This generates non-compilable code in C# (and probably VB as well), as the Slice compiler tries to assign to the pre-existing read-only Message property in the .NET Exception class.

Karl

Comments

  • michimichi Member Michi HenningOrganization: Triodia TechnologiesProject: I have a passing interest in Ice :-) ✭✭✭
    Thanks for the bug report! We'll fix this for the next release. In the mean time, please use a name for the data member that does not clash with one of the properties and methods on System.ApplicationException.

    Cheers,

    Michi.
  • kwaclawkwaclaw Oshawa, CanadaMember Karl WaclawekOrganization: Personal
    michi wrote: »
    Thanks for the bug report!

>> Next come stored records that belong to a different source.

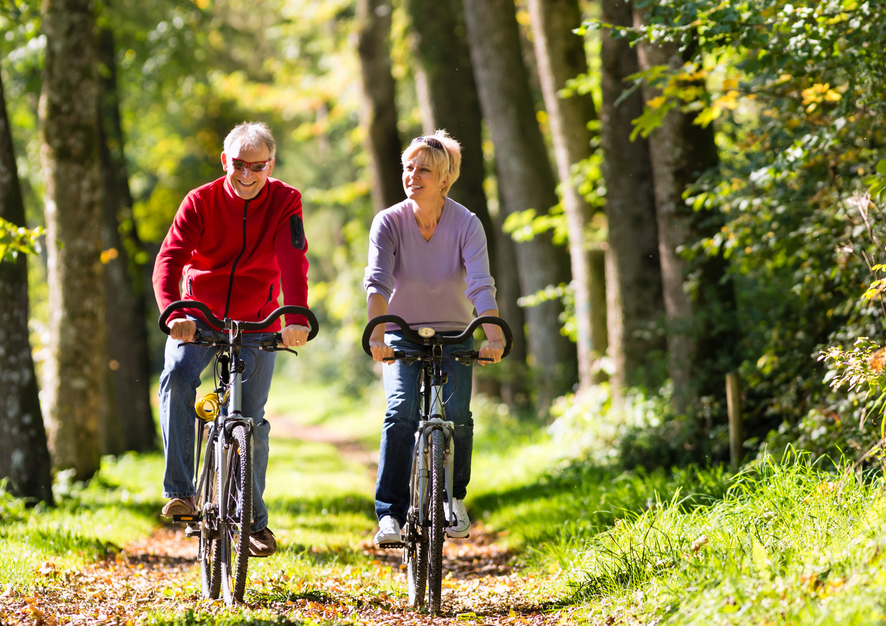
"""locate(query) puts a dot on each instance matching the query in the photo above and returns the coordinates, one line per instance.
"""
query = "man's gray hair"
(251, 135)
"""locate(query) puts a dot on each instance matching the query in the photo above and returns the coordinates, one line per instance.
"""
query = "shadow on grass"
(584, 499)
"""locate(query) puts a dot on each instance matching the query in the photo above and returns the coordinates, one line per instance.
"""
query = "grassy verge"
(787, 541)
(90, 522)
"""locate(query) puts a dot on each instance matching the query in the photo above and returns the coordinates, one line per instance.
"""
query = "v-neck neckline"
(417, 228)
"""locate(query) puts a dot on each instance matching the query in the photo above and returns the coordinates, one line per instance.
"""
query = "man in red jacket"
(231, 244)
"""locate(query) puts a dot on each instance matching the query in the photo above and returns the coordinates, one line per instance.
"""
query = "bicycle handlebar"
(414, 337)
(212, 319)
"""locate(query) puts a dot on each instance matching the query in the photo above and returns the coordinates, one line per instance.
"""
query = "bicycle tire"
(236, 526)
(438, 521)
(415, 554)
(210, 564)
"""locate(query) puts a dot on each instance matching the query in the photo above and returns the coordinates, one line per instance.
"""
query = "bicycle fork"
(425, 428)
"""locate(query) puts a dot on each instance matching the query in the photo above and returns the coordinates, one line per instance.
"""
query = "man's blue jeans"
(401, 421)
(178, 391)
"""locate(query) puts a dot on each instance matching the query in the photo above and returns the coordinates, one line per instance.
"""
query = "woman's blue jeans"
(178, 391)
(401, 422)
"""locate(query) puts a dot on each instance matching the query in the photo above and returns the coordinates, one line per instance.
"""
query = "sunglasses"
(258, 166)
(434, 143)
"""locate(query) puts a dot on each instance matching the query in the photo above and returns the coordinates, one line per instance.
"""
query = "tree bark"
(24, 455)
(74, 372)
(127, 327)
(525, 180)
(561, 55)
(449, 100)
(633, 269)
(379, 101)
(599, 321)
(680, 151)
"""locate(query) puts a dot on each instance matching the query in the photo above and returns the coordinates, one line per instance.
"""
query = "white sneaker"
(388, 531)
(461, 526)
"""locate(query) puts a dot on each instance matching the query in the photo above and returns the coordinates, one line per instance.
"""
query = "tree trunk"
(681, 151)
(379, 103)
(599, 322)
(633, 270)
(448, 96)
(525, 181)
(127, 327)
(24, 459)
(561, 56)
(74, 371)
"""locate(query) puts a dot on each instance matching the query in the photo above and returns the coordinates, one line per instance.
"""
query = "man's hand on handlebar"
(182, 329)
(294, 335)
(491, 352)
(380, 350)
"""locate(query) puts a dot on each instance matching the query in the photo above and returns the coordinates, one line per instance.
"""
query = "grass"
(786, 541)
(115, 508)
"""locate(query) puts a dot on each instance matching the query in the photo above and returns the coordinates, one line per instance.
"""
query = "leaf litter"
(159, 576)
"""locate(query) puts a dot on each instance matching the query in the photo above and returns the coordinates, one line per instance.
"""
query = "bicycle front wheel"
(438, 521)
(235, 526)
(210, 554)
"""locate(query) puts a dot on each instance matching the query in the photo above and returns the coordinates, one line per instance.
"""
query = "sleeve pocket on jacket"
(297, 229)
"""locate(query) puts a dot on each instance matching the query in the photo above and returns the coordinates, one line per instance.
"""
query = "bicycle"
(224, 482)
(433, 458)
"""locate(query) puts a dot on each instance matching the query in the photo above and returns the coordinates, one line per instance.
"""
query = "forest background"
(672, 192)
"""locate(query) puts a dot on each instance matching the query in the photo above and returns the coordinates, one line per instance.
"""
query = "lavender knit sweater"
(434, 283)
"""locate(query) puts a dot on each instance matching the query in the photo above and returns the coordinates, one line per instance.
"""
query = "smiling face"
(420, 181)
(246, 183)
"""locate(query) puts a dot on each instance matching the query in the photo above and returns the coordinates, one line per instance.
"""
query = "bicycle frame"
(226, 511)
(433, 461)
(434, 418)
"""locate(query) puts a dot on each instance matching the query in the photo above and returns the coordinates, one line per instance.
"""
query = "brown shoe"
(181, 507)
(262, 543)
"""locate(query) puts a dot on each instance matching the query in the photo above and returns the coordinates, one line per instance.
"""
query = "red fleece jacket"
(231, 253)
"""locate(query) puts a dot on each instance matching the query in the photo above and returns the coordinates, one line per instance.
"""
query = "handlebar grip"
(414, 337)
(187, 304)
(213, 320)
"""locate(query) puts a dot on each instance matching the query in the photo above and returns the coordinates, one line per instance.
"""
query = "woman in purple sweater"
(427, 264)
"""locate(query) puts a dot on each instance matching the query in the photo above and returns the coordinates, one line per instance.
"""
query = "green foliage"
(784, 541)
(794, 92)
(15, 240)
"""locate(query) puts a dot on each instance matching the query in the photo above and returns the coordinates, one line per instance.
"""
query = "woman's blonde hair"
(442, 162)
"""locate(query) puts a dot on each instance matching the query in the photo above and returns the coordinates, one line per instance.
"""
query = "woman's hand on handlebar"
(380, 350)
(182, 329)
(491, 352)
(294, 335)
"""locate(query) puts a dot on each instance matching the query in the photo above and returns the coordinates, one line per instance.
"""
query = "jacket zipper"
(270, 298)
(236, 261)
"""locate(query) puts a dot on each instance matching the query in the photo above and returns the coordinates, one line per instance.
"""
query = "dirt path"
(149, 574)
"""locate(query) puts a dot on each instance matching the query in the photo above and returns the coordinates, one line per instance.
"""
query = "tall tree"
(633, 269)
(379, 102)
(680, 151)
(130, 364)
(561, 56)
(24, 460)
(74, 372)
(525, 180)
(449, 99)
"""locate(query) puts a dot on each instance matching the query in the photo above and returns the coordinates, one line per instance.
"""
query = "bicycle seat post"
(232, 329)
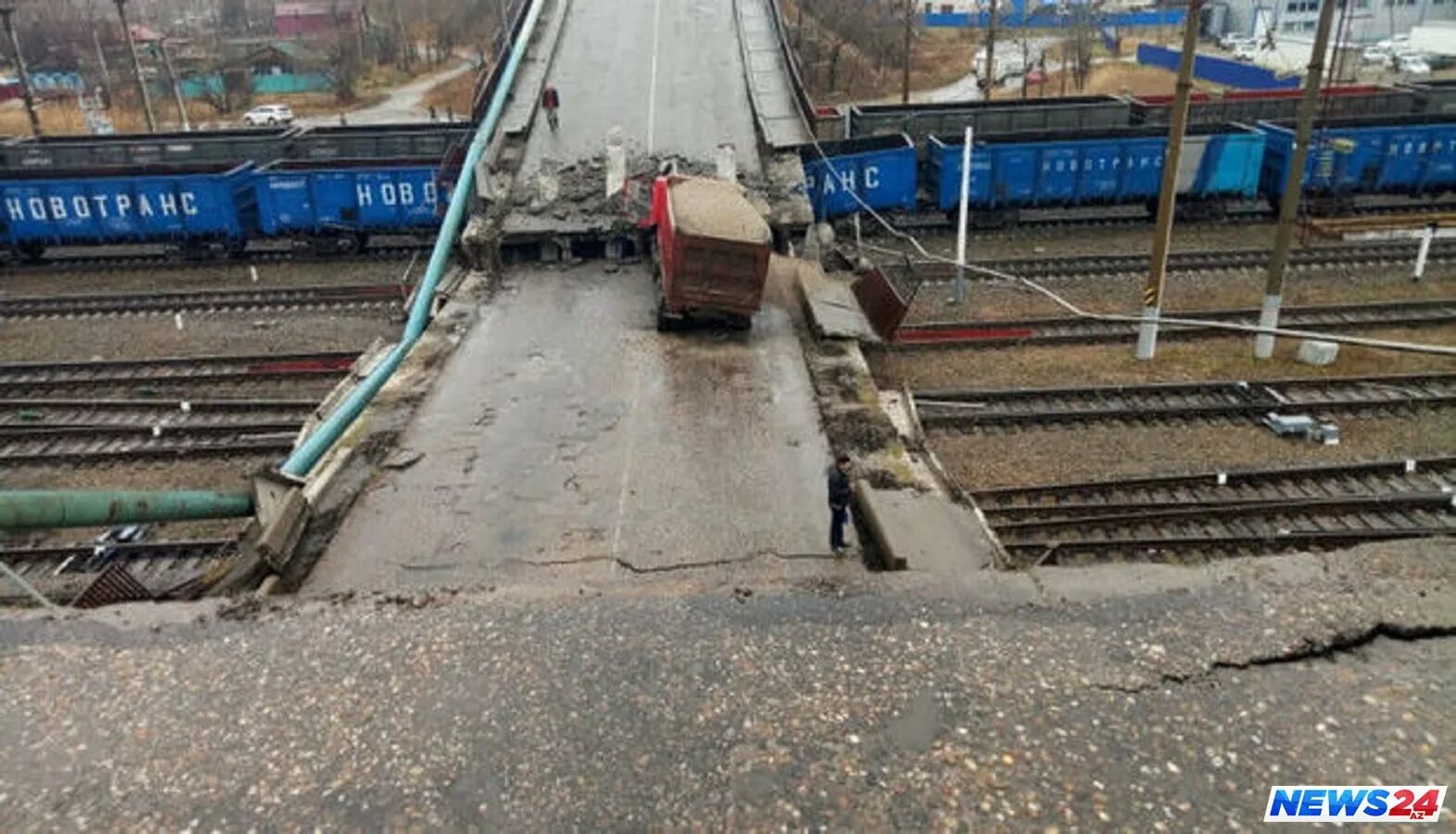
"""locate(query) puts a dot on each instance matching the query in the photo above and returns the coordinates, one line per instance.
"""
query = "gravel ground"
(207, 277)
(1114, 362)
(150, 336)
(1053, 240)
(875, 706)
(1184, 291)
(1109, 451)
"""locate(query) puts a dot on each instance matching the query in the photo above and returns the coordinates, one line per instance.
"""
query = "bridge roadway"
(566, 436)
(668, 73)
(570, 443)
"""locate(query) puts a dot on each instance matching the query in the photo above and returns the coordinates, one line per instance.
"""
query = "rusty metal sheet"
(881, 301)
(112, 586)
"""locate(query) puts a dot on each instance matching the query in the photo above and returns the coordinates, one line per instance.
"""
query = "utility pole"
(1168, 196)
(991, 50)
(135, 66)
(176, 88)
(25, 76)
(105, 69)
(1293, 185)
(905, 76)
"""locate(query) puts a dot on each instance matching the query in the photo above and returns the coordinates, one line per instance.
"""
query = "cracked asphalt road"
(872, 703)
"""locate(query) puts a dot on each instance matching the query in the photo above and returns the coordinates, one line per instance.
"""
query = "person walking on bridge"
(841, 492)
(551, 102)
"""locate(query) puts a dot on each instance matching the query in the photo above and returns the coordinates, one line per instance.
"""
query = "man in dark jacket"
(551, 102)
(841, 492)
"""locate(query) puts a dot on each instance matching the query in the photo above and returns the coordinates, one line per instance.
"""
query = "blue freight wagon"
(191, 206)
(881, 171)
(196, 147)
(1353, 158)
(991, 117)
(1062, 169)
(341, 204)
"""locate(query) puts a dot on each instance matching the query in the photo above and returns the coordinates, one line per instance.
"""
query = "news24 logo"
(1354, 803)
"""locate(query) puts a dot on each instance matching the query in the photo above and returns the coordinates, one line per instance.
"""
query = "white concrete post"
(1424, 252)
(1269, 321)
(960, 234)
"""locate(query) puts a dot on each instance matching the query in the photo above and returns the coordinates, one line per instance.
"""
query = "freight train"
(1108, 150)
(207, 193)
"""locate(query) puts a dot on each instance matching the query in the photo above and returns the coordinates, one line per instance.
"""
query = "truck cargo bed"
(713, 250)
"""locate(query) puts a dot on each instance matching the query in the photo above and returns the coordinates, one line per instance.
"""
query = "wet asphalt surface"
(665, 73)
(596, 449)
(869, 704)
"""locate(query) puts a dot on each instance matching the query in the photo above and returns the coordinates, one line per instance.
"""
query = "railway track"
(1014, 410)
(175, 260)
(43, 433)
(1042, 220)
(1063, 329)
(1366, 254)
(153, 569)
(204, 301)
(1223, 514)
(23, 379)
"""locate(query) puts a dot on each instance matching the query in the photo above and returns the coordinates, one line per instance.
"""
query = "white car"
(1412, 64)
(1376, 54)
(1247, 53)
(268, 115)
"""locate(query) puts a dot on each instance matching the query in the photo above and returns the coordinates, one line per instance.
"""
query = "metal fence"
(1218, 70)
(1052, 19)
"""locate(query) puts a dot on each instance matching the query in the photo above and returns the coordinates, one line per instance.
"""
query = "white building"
(1361, 22)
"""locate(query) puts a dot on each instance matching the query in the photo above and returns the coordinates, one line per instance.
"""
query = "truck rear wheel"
(665, 322)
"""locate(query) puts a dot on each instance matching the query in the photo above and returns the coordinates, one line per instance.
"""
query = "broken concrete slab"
(925, 532)
(1318, 352)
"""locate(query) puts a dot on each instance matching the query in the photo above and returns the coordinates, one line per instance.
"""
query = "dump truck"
(713, 252)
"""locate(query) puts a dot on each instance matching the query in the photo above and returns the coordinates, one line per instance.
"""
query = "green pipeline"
(28, 510)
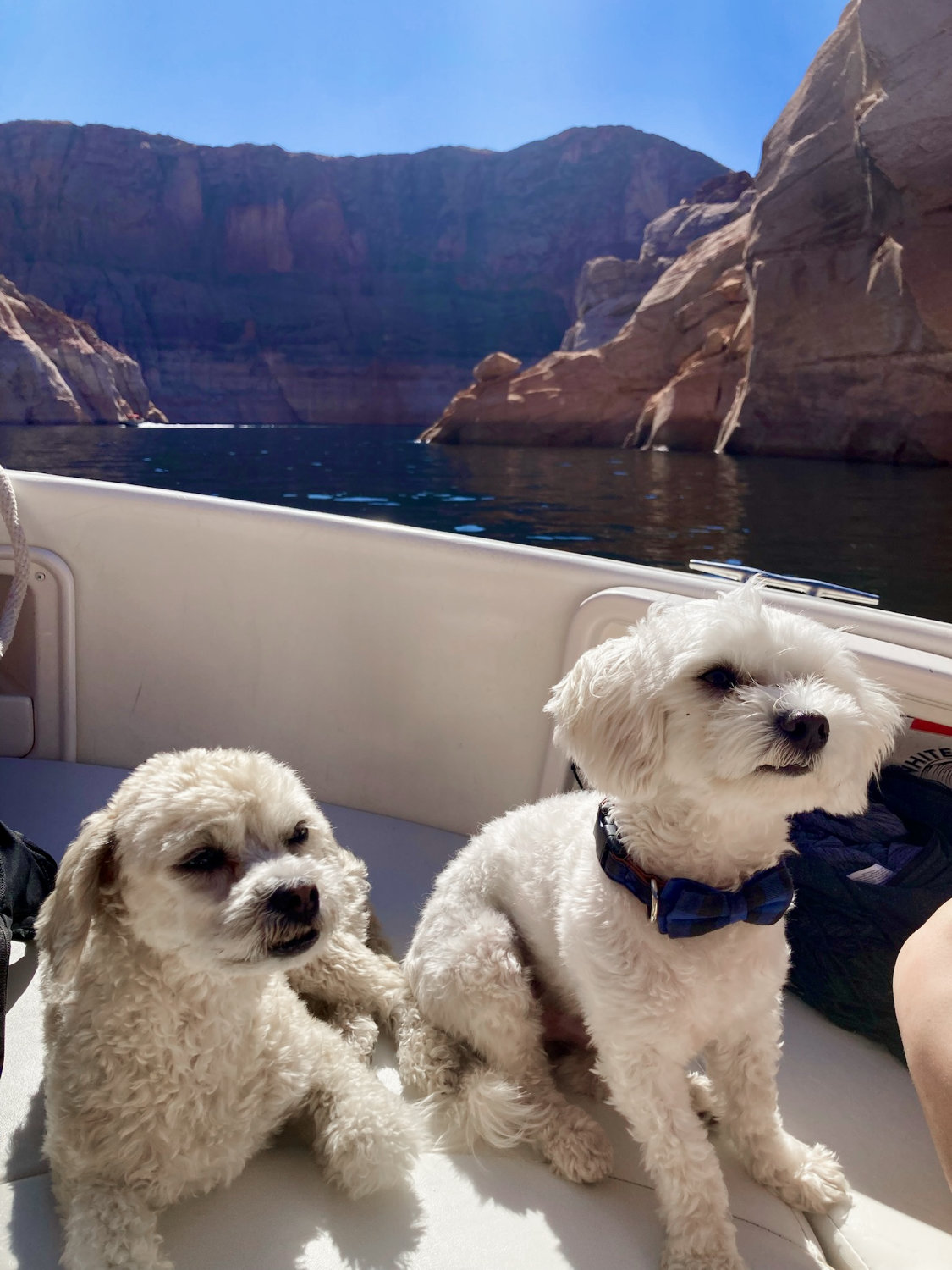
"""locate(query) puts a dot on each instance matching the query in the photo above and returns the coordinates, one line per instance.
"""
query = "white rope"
(20, 561)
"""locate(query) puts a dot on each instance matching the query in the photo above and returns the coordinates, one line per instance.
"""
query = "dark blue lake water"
(870, 526)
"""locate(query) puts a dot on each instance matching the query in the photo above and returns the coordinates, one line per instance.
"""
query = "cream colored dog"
(702, 731)
(175, 1044)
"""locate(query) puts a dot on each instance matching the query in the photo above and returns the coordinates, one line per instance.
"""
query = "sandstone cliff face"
(611, 290)
(835, 337)
(597, 396)
(53, 370)
(256, 284)
(850, 249)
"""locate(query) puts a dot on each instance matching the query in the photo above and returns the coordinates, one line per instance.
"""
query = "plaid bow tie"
(680, 907)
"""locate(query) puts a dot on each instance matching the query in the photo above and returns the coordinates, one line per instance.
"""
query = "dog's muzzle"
(292, 906)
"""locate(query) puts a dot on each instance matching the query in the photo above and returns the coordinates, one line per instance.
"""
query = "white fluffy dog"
(702, 729)
(175, 1046)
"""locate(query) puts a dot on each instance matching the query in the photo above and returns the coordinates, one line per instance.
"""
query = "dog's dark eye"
(299, 836)
(721, 677)
(207, 860)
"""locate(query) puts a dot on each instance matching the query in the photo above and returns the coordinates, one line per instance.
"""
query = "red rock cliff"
(53, 370)
(256, 284)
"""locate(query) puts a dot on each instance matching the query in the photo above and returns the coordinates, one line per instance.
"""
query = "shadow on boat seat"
(493, 1211)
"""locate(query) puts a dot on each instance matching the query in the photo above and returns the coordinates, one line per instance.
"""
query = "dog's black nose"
(296, 899)
(805, 732)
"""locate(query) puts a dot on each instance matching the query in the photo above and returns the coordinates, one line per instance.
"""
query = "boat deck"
(493, 1209)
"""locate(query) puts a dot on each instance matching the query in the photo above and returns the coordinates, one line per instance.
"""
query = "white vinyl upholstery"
(493, 1211)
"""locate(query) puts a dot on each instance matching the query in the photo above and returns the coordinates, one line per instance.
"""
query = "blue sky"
(376, 76)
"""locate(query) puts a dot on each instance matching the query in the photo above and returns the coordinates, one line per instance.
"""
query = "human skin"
(922, 988)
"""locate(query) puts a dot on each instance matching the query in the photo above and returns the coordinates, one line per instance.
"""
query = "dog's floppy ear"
(65, 917)
(609, 721)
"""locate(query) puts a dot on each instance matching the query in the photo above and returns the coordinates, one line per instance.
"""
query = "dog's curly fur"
(175, 1046)
(693, 726)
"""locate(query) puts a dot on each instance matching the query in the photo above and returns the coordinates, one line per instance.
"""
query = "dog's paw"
(576, 1146)
(360, 1033)
(814, 1184)
(428, 1059)
(703, 1099)
(718, 1259)
(372, 1146)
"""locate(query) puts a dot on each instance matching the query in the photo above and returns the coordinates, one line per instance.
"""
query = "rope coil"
(20, 561)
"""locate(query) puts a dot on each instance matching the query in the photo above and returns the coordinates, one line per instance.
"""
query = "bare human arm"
(922, 988)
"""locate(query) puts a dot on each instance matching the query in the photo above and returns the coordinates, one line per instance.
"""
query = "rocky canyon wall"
(254, 284)
(815, 320)
(55, 370)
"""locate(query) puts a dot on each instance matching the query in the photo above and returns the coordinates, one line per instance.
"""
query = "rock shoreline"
(55, 370)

We'll fix this for the next release.

    It would be cool if - in case of a name clash - the Slice code generator could simply take advantage of existing members (even if assignment has to be done in the constructor). Some kind of annotation might be useful there.

    In my case this would mean that defining a Message member would simply expose an existing property of the built-in Exception class. Its probably not as simple as it sounds, as you can't define a read-only member in Slice (unless through annotations?).

    Karl
  • michimichi Member Michi HenningOrganization: Triodia TechnologiesProject: I have a passing interest in Ice :-) ✭✭✭
    I don't think what you suggest is feasible, mainly because the clash can happen with both operations and properties and because properties can be read-only.

    Pragmatically, the only option is to mangle such exception members. For example, a "Message" exception member would be mapped as "ice_Message" or similar.

    Cheers,

    Michi.
  • kwaclawkwaclaw Oshawa, CanadaMember Karl WaclawekOrganization: Personal
    michi wrote: »
    I don't think what you suggest is feasible, mainly because the clash can happen with both operations and properties and because properties can be read-only.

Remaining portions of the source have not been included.